From Kirkus Reviews:
A year or so in the life and near-death of a maverick ad agency at the southern California end of Madison Avenue. Stabiner (contributing editor/Los Angeles Times Magazine; Courting Fame, 1986, etc.) lurked (apparently unnoticed) within the halls of power agency Chiat/Day (where T-shirts and blue jeans prevail over suits and Herm‚s ties) to reveal feverish doings. Advertising Age named Chiat/Day ``Agency of the Decade'': The shop had given birth to the renowned Energizer Bunny, among other pop icons, after all. Founder Jay Chiat, planning for future management, reorganized his firm just as the recession curtailed ad budgets worldwide and agencies scrambled to retain old clients and to steal new ones. Chiat/Day accounts defected and, with only Nissan to keep things going, the business of assigning irresistible personality to machines and breathless desirability to merchandise became particularly tough for the agency. Christmas bonuses took the form not of big bucks but of bicycles. Office politics, fervid ``pitches'' to prospective clients, skittish vanity, and all the evolving events are detailed here with little hint of the outcome, and the result is a text more interesting than it has any right to be. ``Great creative is what we're about,'' the players proclaim, as they ``back-fill with a rationale.'' It's jargon at its arcane, language-twisting worst: As the boss says, ``use him as a tool- -instead of having him use creative as a tool in the account management sense''--but even that extraordinary bit of gibberish begins to signify something in this vivid text. (Hint: ``creative'' is always a noun in this world.) A sharply drawn picture of the tensions between the ``creatives'' and the account people, and of the frantic personalities who live on 15 percent of ephemera, selling us whatever needs to be sold. (Eight pages of color, eight pages of b&w photos--not seen) -- Copyright ©1993, Kirkus Associates, LP. All rights reserved.
From Library Journal:
Stabiner finds out what makes Chiat/Day march to a different drummer in the world of advertising. Perhaps the most creative advertising agency in the United States, as evidenced by its work on the Energizer Bunny ads and its famous "Why 1984 won't be 1984" commercial that launched the Macintosh for Apple Computer, Chiat/Day rattles consumers, and often clients, who think they know what to expect from commercials. Stabiner spent 1990 at Chiat/Day's Venice, California, headquarters and had total access to all its meetings and deliberations. Her book reads more like a novel than a business history, with deft characterizations and plot turns leading to an exciting climax.
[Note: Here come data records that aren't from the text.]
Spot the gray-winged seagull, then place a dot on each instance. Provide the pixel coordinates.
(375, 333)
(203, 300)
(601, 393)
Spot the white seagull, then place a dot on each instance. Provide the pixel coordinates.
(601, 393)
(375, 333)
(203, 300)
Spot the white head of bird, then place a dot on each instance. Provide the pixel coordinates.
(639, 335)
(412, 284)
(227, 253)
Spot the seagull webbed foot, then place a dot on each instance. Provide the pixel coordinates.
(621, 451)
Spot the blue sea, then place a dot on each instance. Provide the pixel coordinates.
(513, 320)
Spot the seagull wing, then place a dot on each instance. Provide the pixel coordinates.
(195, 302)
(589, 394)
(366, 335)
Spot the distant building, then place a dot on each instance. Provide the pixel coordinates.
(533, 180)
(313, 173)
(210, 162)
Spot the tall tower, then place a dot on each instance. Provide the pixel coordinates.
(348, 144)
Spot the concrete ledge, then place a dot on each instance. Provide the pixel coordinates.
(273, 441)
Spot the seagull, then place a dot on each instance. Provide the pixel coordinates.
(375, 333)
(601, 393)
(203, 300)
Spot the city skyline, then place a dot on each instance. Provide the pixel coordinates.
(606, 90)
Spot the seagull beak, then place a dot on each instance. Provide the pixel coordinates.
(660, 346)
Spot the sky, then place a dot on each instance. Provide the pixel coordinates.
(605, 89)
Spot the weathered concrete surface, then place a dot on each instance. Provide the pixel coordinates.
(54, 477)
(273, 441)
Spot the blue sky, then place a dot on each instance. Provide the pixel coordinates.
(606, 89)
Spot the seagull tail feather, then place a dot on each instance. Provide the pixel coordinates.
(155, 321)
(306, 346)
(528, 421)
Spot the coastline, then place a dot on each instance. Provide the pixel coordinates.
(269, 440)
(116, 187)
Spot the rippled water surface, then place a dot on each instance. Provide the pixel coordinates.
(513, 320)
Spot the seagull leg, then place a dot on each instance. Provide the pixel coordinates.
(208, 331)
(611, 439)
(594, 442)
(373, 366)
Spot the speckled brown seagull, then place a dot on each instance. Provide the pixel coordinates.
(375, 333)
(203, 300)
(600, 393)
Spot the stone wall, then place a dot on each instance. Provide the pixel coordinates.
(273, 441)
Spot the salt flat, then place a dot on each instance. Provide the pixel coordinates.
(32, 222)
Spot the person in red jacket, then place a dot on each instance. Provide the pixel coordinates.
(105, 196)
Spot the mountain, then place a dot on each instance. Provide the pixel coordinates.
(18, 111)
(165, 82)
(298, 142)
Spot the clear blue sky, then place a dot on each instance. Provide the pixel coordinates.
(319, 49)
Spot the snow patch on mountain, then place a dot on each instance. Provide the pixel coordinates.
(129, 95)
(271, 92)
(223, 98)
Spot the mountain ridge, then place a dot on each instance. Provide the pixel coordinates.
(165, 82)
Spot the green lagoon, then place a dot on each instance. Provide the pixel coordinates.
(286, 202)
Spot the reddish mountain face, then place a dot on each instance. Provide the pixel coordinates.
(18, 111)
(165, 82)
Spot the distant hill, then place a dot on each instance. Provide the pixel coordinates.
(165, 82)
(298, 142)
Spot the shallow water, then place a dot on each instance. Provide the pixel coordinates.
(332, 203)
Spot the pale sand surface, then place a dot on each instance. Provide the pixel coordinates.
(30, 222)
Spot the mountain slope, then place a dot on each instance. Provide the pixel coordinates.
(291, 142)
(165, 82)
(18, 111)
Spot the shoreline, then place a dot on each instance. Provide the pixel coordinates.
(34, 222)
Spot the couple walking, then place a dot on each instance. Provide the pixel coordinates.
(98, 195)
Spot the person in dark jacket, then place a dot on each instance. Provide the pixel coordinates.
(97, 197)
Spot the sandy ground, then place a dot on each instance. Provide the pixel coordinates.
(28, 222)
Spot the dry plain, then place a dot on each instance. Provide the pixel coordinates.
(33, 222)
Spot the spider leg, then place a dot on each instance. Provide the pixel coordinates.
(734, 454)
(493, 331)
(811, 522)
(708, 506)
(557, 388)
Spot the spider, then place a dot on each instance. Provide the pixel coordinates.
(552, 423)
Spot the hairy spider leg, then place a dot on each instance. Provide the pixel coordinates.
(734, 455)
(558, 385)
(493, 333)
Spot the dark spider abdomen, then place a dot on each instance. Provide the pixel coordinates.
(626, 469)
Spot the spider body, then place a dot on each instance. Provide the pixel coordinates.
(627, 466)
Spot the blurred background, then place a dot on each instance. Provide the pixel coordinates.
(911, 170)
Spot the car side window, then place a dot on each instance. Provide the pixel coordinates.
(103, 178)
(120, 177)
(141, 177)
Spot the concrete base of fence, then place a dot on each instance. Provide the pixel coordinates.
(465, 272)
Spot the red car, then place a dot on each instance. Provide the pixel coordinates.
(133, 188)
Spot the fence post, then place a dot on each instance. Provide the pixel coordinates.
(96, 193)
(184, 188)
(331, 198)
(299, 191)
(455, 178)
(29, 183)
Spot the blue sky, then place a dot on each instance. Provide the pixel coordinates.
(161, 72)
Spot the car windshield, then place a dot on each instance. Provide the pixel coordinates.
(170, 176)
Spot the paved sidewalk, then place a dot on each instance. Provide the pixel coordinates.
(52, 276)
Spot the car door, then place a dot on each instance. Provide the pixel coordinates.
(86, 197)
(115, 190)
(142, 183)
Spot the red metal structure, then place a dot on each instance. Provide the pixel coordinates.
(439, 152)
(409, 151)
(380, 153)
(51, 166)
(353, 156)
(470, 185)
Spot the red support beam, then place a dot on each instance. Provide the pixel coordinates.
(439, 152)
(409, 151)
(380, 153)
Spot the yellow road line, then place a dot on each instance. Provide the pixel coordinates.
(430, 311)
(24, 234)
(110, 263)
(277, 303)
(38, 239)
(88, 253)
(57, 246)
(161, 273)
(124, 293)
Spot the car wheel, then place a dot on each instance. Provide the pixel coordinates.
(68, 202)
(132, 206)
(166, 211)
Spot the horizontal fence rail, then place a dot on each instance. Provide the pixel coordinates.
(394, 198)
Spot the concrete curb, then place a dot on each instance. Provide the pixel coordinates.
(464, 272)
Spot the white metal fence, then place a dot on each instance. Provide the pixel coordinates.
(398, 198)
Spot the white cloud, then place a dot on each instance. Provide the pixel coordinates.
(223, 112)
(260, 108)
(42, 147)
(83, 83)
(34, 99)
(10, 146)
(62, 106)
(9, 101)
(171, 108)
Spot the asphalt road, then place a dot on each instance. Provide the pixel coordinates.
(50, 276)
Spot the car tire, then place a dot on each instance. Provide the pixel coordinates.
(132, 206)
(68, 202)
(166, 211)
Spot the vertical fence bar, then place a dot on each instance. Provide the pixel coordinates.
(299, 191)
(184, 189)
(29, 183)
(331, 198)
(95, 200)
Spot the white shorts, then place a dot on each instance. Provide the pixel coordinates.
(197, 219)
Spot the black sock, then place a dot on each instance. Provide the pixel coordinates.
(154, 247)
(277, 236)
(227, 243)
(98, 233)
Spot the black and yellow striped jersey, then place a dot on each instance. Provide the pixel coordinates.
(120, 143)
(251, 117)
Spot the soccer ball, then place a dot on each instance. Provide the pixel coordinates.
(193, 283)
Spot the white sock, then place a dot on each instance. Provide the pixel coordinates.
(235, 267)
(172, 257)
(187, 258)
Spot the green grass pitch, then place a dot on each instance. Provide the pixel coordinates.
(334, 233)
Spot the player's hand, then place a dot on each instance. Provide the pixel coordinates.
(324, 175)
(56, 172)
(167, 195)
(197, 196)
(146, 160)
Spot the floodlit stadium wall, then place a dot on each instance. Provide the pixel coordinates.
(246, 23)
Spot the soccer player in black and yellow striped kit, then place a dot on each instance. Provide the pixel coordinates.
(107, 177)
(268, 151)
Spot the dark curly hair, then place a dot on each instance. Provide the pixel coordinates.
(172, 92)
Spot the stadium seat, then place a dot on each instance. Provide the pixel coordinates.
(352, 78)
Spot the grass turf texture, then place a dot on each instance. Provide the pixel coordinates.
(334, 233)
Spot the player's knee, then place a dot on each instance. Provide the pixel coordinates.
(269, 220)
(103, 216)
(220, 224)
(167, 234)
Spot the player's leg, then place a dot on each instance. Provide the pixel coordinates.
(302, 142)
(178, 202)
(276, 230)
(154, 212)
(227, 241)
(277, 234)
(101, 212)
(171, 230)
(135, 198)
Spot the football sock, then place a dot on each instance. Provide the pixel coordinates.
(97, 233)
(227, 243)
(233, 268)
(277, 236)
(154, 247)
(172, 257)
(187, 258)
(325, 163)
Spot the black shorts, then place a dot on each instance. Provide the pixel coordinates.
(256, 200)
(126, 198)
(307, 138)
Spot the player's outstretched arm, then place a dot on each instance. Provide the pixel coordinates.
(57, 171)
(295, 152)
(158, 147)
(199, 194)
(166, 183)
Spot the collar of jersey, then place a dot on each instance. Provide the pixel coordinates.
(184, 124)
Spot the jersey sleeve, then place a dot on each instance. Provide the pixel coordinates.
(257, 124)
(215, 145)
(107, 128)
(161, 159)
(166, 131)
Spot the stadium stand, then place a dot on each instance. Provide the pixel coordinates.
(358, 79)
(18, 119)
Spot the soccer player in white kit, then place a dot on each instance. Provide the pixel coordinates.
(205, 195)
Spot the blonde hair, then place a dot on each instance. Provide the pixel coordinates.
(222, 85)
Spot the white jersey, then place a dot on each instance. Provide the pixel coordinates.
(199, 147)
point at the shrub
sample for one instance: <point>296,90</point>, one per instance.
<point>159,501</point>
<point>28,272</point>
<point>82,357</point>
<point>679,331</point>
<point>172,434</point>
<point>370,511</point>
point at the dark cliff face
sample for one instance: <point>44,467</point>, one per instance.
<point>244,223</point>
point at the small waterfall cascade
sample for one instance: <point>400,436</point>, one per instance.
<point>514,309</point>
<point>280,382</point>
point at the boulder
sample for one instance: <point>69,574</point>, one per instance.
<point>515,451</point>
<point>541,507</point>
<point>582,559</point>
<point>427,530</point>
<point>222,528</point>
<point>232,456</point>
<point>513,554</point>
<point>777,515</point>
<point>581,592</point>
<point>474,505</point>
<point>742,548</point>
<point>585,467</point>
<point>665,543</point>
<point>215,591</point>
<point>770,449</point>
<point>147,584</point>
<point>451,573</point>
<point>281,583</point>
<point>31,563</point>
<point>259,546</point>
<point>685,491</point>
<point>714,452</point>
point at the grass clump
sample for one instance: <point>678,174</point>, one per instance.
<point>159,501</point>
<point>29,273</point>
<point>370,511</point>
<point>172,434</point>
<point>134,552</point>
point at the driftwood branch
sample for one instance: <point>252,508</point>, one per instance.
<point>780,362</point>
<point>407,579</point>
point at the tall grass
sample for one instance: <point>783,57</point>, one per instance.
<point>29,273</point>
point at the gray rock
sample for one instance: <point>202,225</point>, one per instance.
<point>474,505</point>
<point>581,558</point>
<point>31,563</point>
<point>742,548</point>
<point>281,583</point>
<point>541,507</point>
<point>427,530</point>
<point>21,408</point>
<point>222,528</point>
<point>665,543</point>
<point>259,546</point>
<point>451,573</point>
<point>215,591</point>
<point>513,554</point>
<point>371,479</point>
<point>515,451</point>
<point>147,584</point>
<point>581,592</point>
Will the creative people reconcile their differences with the suits? Will the organization continue to refuse to grow up? The agency's creative genius, Lee Clow--the man to whom formal attire means long pants and socks--comes across as the hero of the saga, but all the players are memorable. This is the best book on advertising since David Ogilby's Confessions of an Advertising Man. Essential for all types of libraries.
- William W. Sannwald, San Diego P. L.